The book Odd Girl Out: the Hidden Culture of Aggression in Girls by Rachel Simmons describes the hidden culture of aggression, where girls fight with body language and relationships instead of fists and knives. In this world, friendship is a weapon, and the sting of a shout pales in comparison to a day of someone’s silence. There is no gesture more devastating than the back turning away. Beneath a chorus of voices, one girl glares at another, then smiles silently at her friend. The next day a ringleader passes around a secret petition asking girls to outline the reasons they hate the targeted girl. The day after that, the outcast sits silently next to the boys in class, head lowered, and shoulders slumped forward. The damage is neat and quiet, the perpetrator and victim invisible.
Students and parents expect schools to be safe, where students can learn and teachers can teach in a warm and welcoming place, free from bullying, intolerance and violence. Teachers and support staff have the right to a safe and harassment-free workplace under their collective agreements. Students however have no special protection and must rely upon adults to keep them safe. As adults and parents, we have a responsibility to ensure incidents of bullying are reported and action is taken. If nothing is done, the problem will likely get worse.
Researchers have found signs of an apparent connection between bullying and suicide in children, according to a new review of studies from 13 countries. Nevertheless, there is no definitive evidence bullying makes kids more likely to kill themselves. Still, “once we see there’s an association, we can act on it and try to prevent it,” said review lead author Dr. Young-Shin Kim, an assistant professor at Yale University School of Medicine’s Child Study Center. According to international studies, bullying is common and affects anywhere from 9-54% of children. In the United States, many have blamed bullying for spurring acts of violence, including the Columbine High School massacre.
Lori Drew of St. Louis, MO., allegedly helped create a false-identity My Space account to contact Megan Meier-13 years old, who thought she was chatting with a 16-year-old boy named Josh Evans. Josh didn’t exist. Drew was talking to Megan via the Internet to find out what Megan was saying about her daughter, who was a former friend. Megan hung herself at home in October 2006 after receiving Drew’s cruel messages, including one stating the world would be better off without her. This is an extremely rare case of an adult woman posing as a teenage boy but the cyber bullying is very real and very hurtful, notes CBS technology analyst Larry Magid (2008). “About one-third of teens say they have been bullied or harassed online and though suicide is rare, there are plenty of cases where it has led to depression and extreme anxiety”.
Public awareness of bullying has grown in recent years, propelled by the tragedies of youth gun violence.
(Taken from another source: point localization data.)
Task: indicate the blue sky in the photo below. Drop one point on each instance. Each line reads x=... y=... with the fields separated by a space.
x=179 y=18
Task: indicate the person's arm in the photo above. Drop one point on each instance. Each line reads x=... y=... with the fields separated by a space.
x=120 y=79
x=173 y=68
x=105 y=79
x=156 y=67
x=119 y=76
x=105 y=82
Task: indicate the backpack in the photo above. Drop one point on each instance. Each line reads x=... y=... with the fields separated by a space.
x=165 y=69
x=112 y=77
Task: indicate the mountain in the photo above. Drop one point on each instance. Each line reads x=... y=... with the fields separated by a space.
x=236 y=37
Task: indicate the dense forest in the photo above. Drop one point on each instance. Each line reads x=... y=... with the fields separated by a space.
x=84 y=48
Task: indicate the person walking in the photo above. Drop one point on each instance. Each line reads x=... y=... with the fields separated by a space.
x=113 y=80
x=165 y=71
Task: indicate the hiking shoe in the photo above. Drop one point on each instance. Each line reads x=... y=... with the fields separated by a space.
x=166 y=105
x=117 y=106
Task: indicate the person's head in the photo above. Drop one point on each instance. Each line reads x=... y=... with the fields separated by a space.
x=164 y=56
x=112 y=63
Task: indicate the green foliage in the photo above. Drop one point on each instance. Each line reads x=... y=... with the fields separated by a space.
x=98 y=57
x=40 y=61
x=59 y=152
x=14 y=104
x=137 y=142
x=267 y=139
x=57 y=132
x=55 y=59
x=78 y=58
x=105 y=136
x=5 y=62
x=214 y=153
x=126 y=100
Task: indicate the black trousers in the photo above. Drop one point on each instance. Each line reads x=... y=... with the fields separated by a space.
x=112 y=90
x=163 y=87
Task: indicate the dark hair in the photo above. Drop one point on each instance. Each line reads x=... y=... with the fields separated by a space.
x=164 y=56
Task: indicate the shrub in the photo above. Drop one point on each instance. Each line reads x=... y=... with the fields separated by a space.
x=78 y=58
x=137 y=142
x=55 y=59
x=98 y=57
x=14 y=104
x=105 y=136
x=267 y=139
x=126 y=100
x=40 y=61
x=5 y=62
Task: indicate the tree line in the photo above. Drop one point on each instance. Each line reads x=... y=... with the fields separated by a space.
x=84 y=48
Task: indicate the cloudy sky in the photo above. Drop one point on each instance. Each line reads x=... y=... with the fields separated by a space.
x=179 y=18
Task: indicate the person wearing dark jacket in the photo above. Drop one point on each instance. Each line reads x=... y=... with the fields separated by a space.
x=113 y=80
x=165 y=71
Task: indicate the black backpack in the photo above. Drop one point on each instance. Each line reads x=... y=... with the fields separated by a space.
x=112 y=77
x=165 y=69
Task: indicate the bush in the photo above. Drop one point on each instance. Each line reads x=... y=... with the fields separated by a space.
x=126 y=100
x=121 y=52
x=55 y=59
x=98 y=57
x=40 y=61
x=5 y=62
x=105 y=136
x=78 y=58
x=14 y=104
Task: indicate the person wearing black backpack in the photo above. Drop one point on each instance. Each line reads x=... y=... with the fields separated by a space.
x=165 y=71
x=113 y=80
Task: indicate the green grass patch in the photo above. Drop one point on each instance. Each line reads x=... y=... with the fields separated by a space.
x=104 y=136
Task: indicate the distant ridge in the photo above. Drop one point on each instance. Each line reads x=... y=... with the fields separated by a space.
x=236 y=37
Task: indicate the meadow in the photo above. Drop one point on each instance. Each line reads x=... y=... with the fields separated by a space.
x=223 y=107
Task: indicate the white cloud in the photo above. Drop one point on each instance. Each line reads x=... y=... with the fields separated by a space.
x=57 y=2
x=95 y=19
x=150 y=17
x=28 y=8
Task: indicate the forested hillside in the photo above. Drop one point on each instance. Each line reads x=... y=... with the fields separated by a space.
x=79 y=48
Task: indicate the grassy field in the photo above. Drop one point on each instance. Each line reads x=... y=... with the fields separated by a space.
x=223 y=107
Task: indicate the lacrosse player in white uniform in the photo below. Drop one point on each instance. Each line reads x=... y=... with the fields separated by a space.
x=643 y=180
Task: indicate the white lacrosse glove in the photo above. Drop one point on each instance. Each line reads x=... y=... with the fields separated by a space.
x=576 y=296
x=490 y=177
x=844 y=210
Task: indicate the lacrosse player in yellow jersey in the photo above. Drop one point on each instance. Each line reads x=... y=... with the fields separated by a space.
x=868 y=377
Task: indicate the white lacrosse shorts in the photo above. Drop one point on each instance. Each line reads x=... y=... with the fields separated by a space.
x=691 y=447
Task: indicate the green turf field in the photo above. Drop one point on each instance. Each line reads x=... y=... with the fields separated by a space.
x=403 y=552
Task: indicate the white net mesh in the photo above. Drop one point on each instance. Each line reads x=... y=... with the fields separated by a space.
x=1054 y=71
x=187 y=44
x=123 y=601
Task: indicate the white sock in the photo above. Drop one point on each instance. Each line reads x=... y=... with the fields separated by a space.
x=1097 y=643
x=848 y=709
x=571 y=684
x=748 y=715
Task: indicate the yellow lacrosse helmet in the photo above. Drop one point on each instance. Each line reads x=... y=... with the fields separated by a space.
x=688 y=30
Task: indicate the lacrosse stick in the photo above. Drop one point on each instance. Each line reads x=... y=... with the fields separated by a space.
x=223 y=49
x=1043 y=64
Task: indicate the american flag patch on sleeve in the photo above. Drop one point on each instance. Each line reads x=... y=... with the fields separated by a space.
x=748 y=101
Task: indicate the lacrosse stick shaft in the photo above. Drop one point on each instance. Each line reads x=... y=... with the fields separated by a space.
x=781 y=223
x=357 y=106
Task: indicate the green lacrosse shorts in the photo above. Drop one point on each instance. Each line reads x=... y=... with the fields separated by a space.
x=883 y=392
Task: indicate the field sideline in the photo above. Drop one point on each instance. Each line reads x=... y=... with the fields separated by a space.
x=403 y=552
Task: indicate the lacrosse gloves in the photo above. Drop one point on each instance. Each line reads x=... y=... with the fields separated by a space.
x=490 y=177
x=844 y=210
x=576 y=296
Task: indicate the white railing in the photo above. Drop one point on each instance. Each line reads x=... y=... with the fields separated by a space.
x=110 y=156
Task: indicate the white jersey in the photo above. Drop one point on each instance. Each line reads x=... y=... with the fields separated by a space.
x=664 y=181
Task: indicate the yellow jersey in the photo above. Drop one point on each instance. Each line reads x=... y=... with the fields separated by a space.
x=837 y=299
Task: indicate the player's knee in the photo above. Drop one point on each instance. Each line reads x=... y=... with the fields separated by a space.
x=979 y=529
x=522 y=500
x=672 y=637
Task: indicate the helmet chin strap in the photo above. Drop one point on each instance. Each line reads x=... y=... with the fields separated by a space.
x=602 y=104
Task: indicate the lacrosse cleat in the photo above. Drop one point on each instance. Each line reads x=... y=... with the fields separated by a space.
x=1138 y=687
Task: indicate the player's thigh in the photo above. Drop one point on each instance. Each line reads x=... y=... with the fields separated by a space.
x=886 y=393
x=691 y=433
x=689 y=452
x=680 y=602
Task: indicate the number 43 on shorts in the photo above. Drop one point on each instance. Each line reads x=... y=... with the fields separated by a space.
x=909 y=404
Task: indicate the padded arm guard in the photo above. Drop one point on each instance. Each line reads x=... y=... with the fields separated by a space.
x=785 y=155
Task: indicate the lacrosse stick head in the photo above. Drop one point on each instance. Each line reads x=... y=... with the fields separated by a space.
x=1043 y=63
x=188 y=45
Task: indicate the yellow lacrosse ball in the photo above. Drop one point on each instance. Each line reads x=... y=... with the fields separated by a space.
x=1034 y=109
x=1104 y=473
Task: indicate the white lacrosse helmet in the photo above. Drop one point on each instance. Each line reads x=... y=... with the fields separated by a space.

The national conversation on bullying has trained its spotlight mostly on boys and their aggression. Defining bullying in the narrowest of terms, it has focused entirely on physical and direct acts of violence. The aggression of girls, often hidden, indirect, and nonphysical, has gone unexplored. It has not even been called aggression, but instead “what girls do.” Yet women of every age know about it. Nearly all of us have been bystanders, victims or bullies. So many have suffered quietly and tried to forget. Indeed, this has long been one of girlhood’s dark, dirty secrets as described by Rachel Simmons. Nearly every woman and girl has a story. It is time to break the silence and change the story.
What greater gift can we give girls than the ability to speak their truths and honor the truths of their peers? In a world prepared to value all of girls’ feelings and not just some, girls will enjoy the exhilarating freedom of honesty in relationships. They will live without the crippling fear of abandonment. It is my hope that as they, and any woman who has ever been the odd girl out, will step forward and not be a victim but instead an example to others --- By being true to themselves and supporting each other our young girls can become positive role models and leaders.